What's the problem? Most mangers that have complained about the GPS time clock app have mentioned that they feel strange 'watching' their employees all day. Like peeping Toms that also keep log books, and then pay the people they're watching. Put like that; it's unsettling. Micromanagement is no fun for employees, and managers don't like it either. It undermines employees and, much like issue number one, it sends a message that management doesn't trust them, which makes management feel bad, too. Added workload, added stress, and that shared feeling of distrust makes GPS time clocks more of a hindrance to team cohesiveness than a help.
There's a fine line between legally tracking employees on the job, and then forgetting to stop tracking while your employees are off the clock. Unfortunately, the current GPS time clock technology is prone to 'forget' an awful lot. Whether that's a tracker that switches itself on accidentally (or not so accidentally, depending on who you ask) or one that doesn't truly stop tracking even though the screen says it stopped, it's a big problem for you. Tracking employees off the clock is most certainly illegal in every state. Even if it's the employee's fault that the tracker is still going after officially logging off for the day, it's still in your hands as the manager.
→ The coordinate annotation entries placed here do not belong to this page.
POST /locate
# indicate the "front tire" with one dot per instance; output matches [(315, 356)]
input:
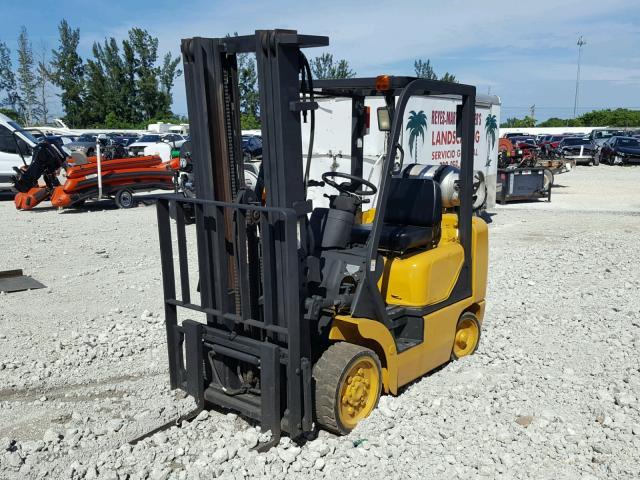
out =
[(348, 383), (124, 199)]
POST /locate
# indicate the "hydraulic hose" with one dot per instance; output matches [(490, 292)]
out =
[(312, 124)]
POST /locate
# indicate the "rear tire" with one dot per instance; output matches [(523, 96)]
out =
[(124, 199), (348, 383), (467, 337)]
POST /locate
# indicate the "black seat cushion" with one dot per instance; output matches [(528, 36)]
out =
[(397, 238), (412, 217), (414, 201)]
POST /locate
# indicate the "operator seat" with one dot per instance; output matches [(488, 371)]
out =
[(412, 217)]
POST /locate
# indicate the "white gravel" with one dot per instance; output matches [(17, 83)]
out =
[(553, 391)]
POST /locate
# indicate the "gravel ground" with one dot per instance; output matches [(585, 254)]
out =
[(553, 391)]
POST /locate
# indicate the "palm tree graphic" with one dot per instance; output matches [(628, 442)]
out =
[(417, 125), (490, 128)]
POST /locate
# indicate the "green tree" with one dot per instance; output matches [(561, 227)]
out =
[(248, 90), (553, 122), (417, 126), (425, 70), (168, 74), (26, 79), (145, 48), (12, 114), (43, 77), (8, 86), (526, 122), (97, 96), (324, 67), (448, 77), (67, 73)]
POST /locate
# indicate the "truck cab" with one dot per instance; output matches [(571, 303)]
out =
[(16, 145)]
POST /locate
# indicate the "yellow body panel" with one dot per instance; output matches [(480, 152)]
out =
[(424, 278), (398, 369)]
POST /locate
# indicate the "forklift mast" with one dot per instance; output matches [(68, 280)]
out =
[(267, 285), (250, 284)]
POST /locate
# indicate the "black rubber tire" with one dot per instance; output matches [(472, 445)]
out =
[(124, 198), (473, 318), (328, 375)]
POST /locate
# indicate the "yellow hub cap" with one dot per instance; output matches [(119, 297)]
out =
[(359, 391), (466, 339)]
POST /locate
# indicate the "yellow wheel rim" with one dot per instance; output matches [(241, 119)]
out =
[(466, 339), (358, 392)]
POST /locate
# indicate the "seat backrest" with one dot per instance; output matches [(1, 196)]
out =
[(414, 201)]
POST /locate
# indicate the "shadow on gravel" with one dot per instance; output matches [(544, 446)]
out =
[(31, 394)]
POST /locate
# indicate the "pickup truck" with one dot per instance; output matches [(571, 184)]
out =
[(16, 145)]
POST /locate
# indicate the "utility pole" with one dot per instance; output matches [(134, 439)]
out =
[(581, 42), (532, 109)]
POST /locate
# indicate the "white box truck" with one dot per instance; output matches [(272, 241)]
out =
[(15, 150), (428, 137)]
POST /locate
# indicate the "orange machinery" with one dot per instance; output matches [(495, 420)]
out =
[(121, 177)]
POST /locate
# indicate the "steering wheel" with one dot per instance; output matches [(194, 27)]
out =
[(349, 188)]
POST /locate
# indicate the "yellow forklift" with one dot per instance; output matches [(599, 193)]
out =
[(307, 315)]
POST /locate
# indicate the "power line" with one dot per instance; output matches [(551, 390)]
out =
[(581, 42)]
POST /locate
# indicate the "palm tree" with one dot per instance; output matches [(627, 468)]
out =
[(490, 128), (417, 125)]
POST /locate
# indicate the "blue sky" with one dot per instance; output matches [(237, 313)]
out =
[(524, 52)]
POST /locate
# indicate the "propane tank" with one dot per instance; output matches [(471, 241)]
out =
[(446, 175)]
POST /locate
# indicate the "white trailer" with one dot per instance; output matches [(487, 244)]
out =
[(435, 143)]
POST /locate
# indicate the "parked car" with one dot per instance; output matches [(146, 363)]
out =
[(137, 148), (86, 143), (16, 145), (600, 135), (551, 144), (126, 140), (580, 149), (252, 147), (620, 150)]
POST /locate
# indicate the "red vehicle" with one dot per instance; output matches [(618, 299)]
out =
[(551, 143), (69, 181)]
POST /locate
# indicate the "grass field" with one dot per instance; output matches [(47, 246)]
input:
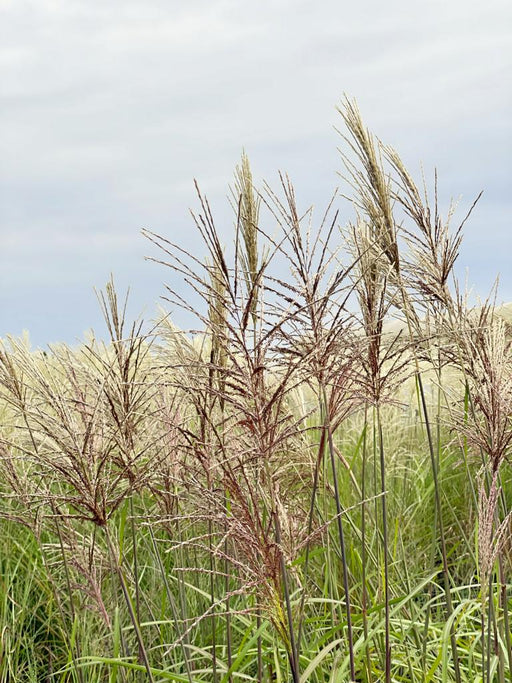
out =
[(313, 484)]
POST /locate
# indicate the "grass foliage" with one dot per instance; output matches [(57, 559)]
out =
[(313, 484)]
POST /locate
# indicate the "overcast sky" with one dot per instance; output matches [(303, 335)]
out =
[(110, 108)]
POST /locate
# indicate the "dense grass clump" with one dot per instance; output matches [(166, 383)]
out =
[(313, 484)]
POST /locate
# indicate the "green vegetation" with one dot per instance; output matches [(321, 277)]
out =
[(314, 485)]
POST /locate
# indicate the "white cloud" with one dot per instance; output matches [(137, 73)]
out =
[(108, 110)]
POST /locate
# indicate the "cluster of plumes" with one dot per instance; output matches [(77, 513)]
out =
[(80, 420), (207, 422)]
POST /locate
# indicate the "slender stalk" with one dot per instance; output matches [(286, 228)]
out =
[(339, 513), (437, 495), (129, 605), (385, 534)]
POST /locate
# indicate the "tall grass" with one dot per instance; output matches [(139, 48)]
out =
[(313, 484)]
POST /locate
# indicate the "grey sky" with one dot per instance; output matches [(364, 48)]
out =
[(110, 109)]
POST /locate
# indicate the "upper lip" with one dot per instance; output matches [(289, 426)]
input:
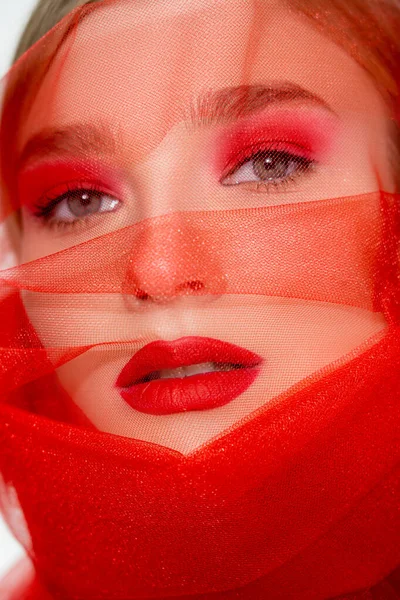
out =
[(183, 352)]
Remember- these time and GPS tracking apps don't usually come with alerts to remind employees to clock off!
What's the problem? If you can't guarantee that your GPS time clock app will, indeed, 100% stop tracking when the employee logs off, you could be setting your business up for some hefty fines… or worse.
We're talking about the data on an employee's phone, not the data you collect and compile into reports. Many companies require their employees to carry a cell phone, but won't pay for the phone itself. That alone is pretty nasty, but when those employees are also required to download and run a GPS time clock app all day, data usage is a genuine concern.
What's the problem? Hopefully, the issue here is pretty clear. Requiring employees to pay for the data that a working app uses isn't fair. Not only is that costly to employees just trying to make a living, but it doesn't reflect well on the company.
The benefits of using a GPS time clock app exists, but there are plenty of articles covering those points. Our article wasn't meant to trash talk the devices or the apps, but to present some other viewpoints, opinions, feedback, and facts to help you decide if GPS tracking of your employees is the right decision. With the drawbacks listed here—and the others we didn't cover—it's clear that the GPS time clock technology would benefit from some changes. Alerts would be helpful, some way to ensure that the GPS tracking has stopped once an employee logs out, and a way to reduce or eliminate data usage costs for the employees are just a few things to start with. There isn't much that can be done about the creepy Big Brother aspect of GPS time clock apps, unfortunately, but maybe if app developers take care of the other issues, the creepy factor might not be so bad.
We hope this article hasn't turned you off to other apps that could help your business. There are plenty of powerful, intuitive, and affordable productivity apps that don't have the same problems GPS time clock apps do.